2. Computer-aided Design¶
• Individual assignment: Model (draw, render, animate, simulate, …) a possible final project, and post it on your class page with original 2D and 3D files.
As an architect I’m used to many 2D and 3D modeling softwares. In the past I worked with Autocad (2D), Vectorworks (BIM), Revit(BIM), Sketchup (3D), Cinema 4D (3D) and 3DsMAX (3D) but I have never worked with Fusion 360, which looks like a solution for many processes like CAD and CAM designs.
Today I use Autocad only to polish 2D models before sending it to the CNC or the laser cutter, Vectorworks and Revit are more focused on architectural projects.
Sketchup is a really versatile tool because you can achieve a good 3D model fast but it didn’t adapted well to the Fab machines as it don’t have a proper suite to prepare the models for 3D printing or 3D/2D cutting. Even though there are a lot of plugins that can manage to bring this software for the digital fabrication world.
Cinema 4D and 3DsMAX are really similar softwares, although they are powerful 3D modelling softwares I used them mainly to work with render suites like V-Ray.
Photoshop is my favorite image raster software, along with Illustrator that is a vector editor, both are from Adobe. I have been using them since 2007 so it’s kinda hard to migrate to an open source option but I do know about softwares like GIMP and Inkscape and how they are really good options.
I started by drawing some ideas by hand, then I worked a little in Sketchup just to get a first form faster (as I’m used to this software) and finally migrate to Fusion.
SketchUp may not be the most powerful 3D suite ever but it’s hard to deny that it has a really easy learning curve and you can quickly visualize your design.
The toolbar is almost like the ones from Image Processors or Vector Drawing softwares so if you are used with softwares like Photoshop and Illustrator you won’t have any problems starting with SketchUp.

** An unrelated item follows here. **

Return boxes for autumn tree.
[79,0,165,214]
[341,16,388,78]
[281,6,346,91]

Even being a simple software SketchUp have really nice presentation and visualization features like section cuts, animations and presets. It can export on .dwg and .stl (with the help from a plugin).
Making the forms from my project is really easy, I just had to make some pure forms on 2D and extrude in 3D with the Push/Pull tool.
You can also paint it and add textures with the Paint Bucket tool.
I followed some tutorials to start making basic forms:
Sketches are a easy way to start your models and set parameters to easily change your drawings as you need it.
If you are migrating too one thing to be aware is the system of sketch and body as it might be confusing for Sketchup users.
Then I tried to replicate the form that I modelled on Sketchup:
Fusion looks like a more complex but a more complete solution for 3D models. The learning curve looks steep but rewarding.
Things like arrays (Fusion calls it “Patterns”) are much easier to do:
And having a powerful render suite inside the software speeds the visualization of the final product.
In the end I used Photoshop to make the background from the website for my final project. I took a map from an old project and made a white block with the Rectangular selection tool. I used the Feather option to round the corners:
Then I used the Paint Bucket with 50% opacity in the selection.
To make my final project’s schematics and presentation I used Illustrator:
I use a service called The Noun Project since 2012, is really good for icons but it costs US$40,00 a year. I have always used their service because I work with design so I need Royalty—free icons. So all the icons that I used on this presentation comes directly from there, is really cool because they have icons for specific things like Raspberry Pis, Arduinos and components.
This icons come as vector from a The Noun Project plugin for Illustrator.
For this presentation I used only the Pen tool to make the lines (as strokes) and the Text tool. You can use any kind of image file inside it.
Although all the features of this software the learning curve is steep, starting a drawing is confusing if you don’t follow some kind of tutorial. Designing this model on Sketchup took me 3 minutes, in Fusion it took me something like 10 but I feel that making changes on the model would take me less time on Fusion, particularly if I parametrize the model. Other advantage is the Render suite built in on Fusion, Sketchup depends on third-party renderers.
Photoshop has the most advanced tools for 2D raster image editing like the Content Aware that can generate a part of the image based on it’s surroundings. But It cannot work with vectors, It rasterizes first. The main difference front Illustrator is that it works mainly with vectors, it means that the image is defined by 2D points and curves so it can be resized to any size you want. Raster images lose quality after some resizing. In the end they are different tools for different applications.